I have list of string items of any length, I need to "normalize" this list so that each item is part of a normal distribution, appending the weight to the string.
What is more effective and mathematical/statistical way to go about this other than what I have below?
func normalizeAppend(in []string, shuffle bool) []string {
var ret []string
if shuffle {
shuffleStrings(in)
}
l := len(in)
switch {
case remain(l, 3) == 0:
l3 := (l / 3)
var low, mid, high []string
for i, v := range in {
o := i + 1
switch {
case o <= l3:
low = append(low, v)
case o > l3 && o <= l3*2:
mid = append(mid, v)
case o >= l3*2:
high = append(high, v)
}
}
q1 := 1600 / len(low)
q2 := 6800 / len(mid)
q3 := 1600 / len(high)
for _, v := range low {
ret = append(ret, fmt.Sprintf("%s_%d", v, q1))
}
for _, v := range mid {
ret = append(ret, fmt.Sprintf("%s_%d", v, q2))
}
for _, v := range high {
ret = append(ret, fmt.Sprintf("%s_%d", v, q3))
}
case remain(l, 2) == 0 && l >= 4:
l4 := (l / 4)
var first, second, third, fourth []string
for i, v := range in {
o := i + 1
switch {
case o <= l4:
first = append(first, v)
case o > l4 && o <= l4*2:
second = append(second, v)
case o > l4*2 && o <= l4*3:
third = append(third, v)
case o > l4*3:
fourth = append(fourth, v)
}
}
q1 := 1600 / len(first)
q2 := 3400 / len(second)
q3 := 3400 / len(third)
q4 := 1600 / len(fourth)
for _, v := range first {
ret = append(ret, fmt.Sprintf("%s_%d", v, q1))
}
for _, v := range second {
ret = append(ret, fmt.Sprintf("%s_%d", v, q2))
}
for _, v := range third {
ret = append(ret, fmt.Sprintf("%s_%d", v, q3))
}
for _, v := range fourth {
ret = append(ret, fmt.Sprintf("%s_%d", v, q4))
}
default:
var first, second, third []string
q1 := (1 + math.Floor(float64(l)*.16))
q3 := (float64(l) - math.Floor(float64(l)*.16))
var o float64
for i, v := range in {
o = float64(i + 1)
switch {
case o <= q1:
first = append(first, v)
case o > q1 && o < q3:
second = append(second, v)
case o >= q3:
third = append(third, v)
}
}
lq1 := 1600 / len(first)
lq2 := 3400 / len(second)
lq3 := 1600 / len(third)
for _, v := range first {
ret = append(ret, fmt.Sprintf("%s_%d", v, lq1))
}
for _, v := range second {
ret = append(ret, fmt.Sprintf("%s_%d", v, lq2))
}
for _, v := range third {
ret = append(ret, fmt.Sprintf("%s_%d", v, lq3))
}
}
return ret
}
Some requested clarification:
I have a list of items that will chosen from the list many times one at a time by weighted selection, to start with I have a list with (implied) weights of 1:
[a_1, b_1, c_1, d_1, e_1, f_1, g_1, h_1, i_1, j_1, k_1]
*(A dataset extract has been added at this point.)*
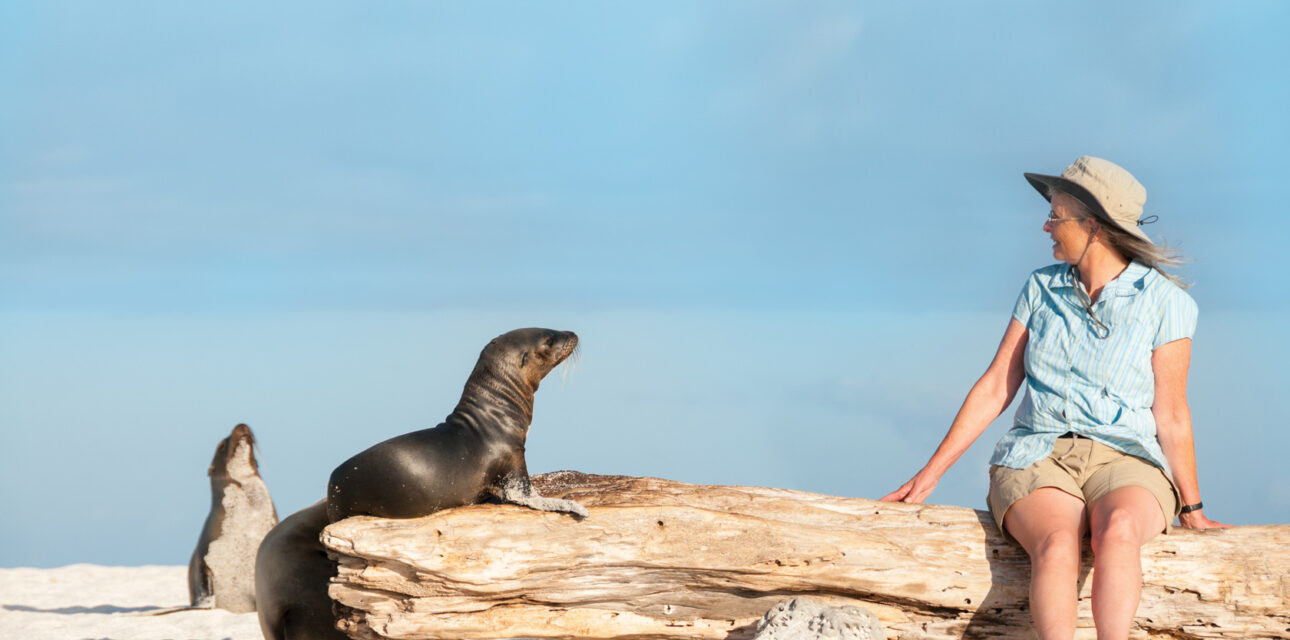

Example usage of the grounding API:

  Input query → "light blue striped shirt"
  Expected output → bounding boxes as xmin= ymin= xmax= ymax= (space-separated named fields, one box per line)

xmin=990 ymin=261 xmax=1197 ymax=471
I'm looking for a better way to make that list into something producing a more 'normal' distribution of weighting for selection:
[a_1, b_2, c_3, d_5, e_14, f_30, g_14, h_5, i_3, j_2, k_1]
or perhaps it is likely I need to change my methods to something more grounded statistically. Bottom line is I want to control selection from a list of items in many ways, one of which here is ensuring that items are returned in way approximating a normal curve.
If you just want to calculate the weights for a given list, then you need the following things:
The first one is quite simple. You want the mean to be in the center of the list. Therefore (assuming zero-based indexing):
mean = (list.size - 1) / 2
The second is kind of arbitrary and depends on how steep you want your weights to fall off. Weights of the normal distribution are practically zero beyond a distance of 3 * standard_deviation
from the mean
. So a good standard deviation in most cases is probably something between a fourth and a sixth list length:
standard_deviation = (1/4 .. 1/6) * list.size
variance = standard_deviation^2
Assuming that you want integer weights, you need to discretize the weights from the normal distribution. The easiest way to do this is by specifying the maximum weight (of the element at the mean position).
That's it. The weight for an element at position i
is then:
weight[i] = round(max_weight * exp(-(i - mean)^2 / (2 * variance)))